Avocat, issu d’une famille catholique, Paul Ramadier s’engage au début du XXe siècle dans la mouvance socialiste sous l’influence de Jean Jaurès, puis d’Albert Thomas. Organisateur du parti socialiste SFIO dans l’Aveyron, il professe un socialisme moral et humaniste, comptant sur le régime républicain et les réformes qu’il rend possibles pour instaurer le règne de la justice sociale.

 

Sa carrière politique commence après la Première Guerre mondiale au cours de laquelle il est grièvement blessé. Élu maire de Decazeville en 1919, il y met en œuvre une politique de socialisme municipal avant d’être élu député de l’Aveyron en 1928. Dans les luttes internes du parti socialiste autour de la participation au pouvoir, il se range clairement dans le groupe qui préconise cette participation et une alliance gouvernementale avec les radicaux. Aussi fait-il partie de la cohorte des parlementaires qui démissionnent de la SFIO en 1933 après la condamnation des « néo-socialistes » partisans de la participation et de la révision du marxisme. La victoire du Front populaire auquel il adhère lui ouvre la porte des responsabilités gouvernementales. Il sera successivement sous-secrétaire d’État aux Travaux publics (1936-1938), puis ministre du Travail jusqu’au 21 août 1938, date à laquelle il démissionne pour marquer son désaveu de la remise en cause par Daladier de la loi des 40 heures.

 

Ayant refusé de voter les pleins pouvoirs à Pétain le 10 juillet 1940, déchu par Vichy de ses fonctions municipales, il retrouve un rôle politique à la Libération dans les rangs de la SFIO. Réélu député de l’Aveyron, il exerce à nouveau des fonctions ministérielles dans les gouvernements provisoires des années 1944-1946. Mais il va surtout jouer un rôle fondamental dans la pratique politique de la IVe République. Premier président du Conseil désigné par le président Auriol en janvier 1947, il crée le précédent de la « double investiture » (celle du président du Conseil investi sur son programme, puis celle du gouvernement sur sa composition, alors que la Constitution ne prévoyait que la première), contribuant ainsi à modeler la république nouvelle sur les pratiques de la IIIe République.

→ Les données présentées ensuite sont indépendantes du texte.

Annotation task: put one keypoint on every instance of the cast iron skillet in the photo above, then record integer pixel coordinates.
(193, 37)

En mai 1947, les ministres communistes ayant voté contre la confiance au gouvernement auquel ils appartenaient, Paul Ramadier met fin à leurs fonctions, excluant ainsi le parti communiste du jeu politique pour plusieurs décennies. Désavoué par la direction du parti socialiste conduite par Guy Mollet, il résiste à cette pression en refusant de démissionner. Après son retrait en novembre 1947, il exerce encore d’importantes fonctions ministérielles (ministre d’État, ministre de la Défense), avant que son échec aux élections législatives de 1951 le contraigne à une semi-retraite. Réélu en 1956, il retrouve le poste de ministre de l’Économie et des Finances dans le gouvernement Guy Mollet de 1956-1957, fonction dans laquelle il sera le créateur de la « vignette automobile », taxe destinée à financer un fonds national de solidarité.

 

Le retour au pouvoir du général de Gaulle en 1958 signifie la fin de sa carrière politique. Symbole d’une IVe République vilipendée, bien qu’il se soit rallié au Général, il est battu aux élections de l’automne 1958.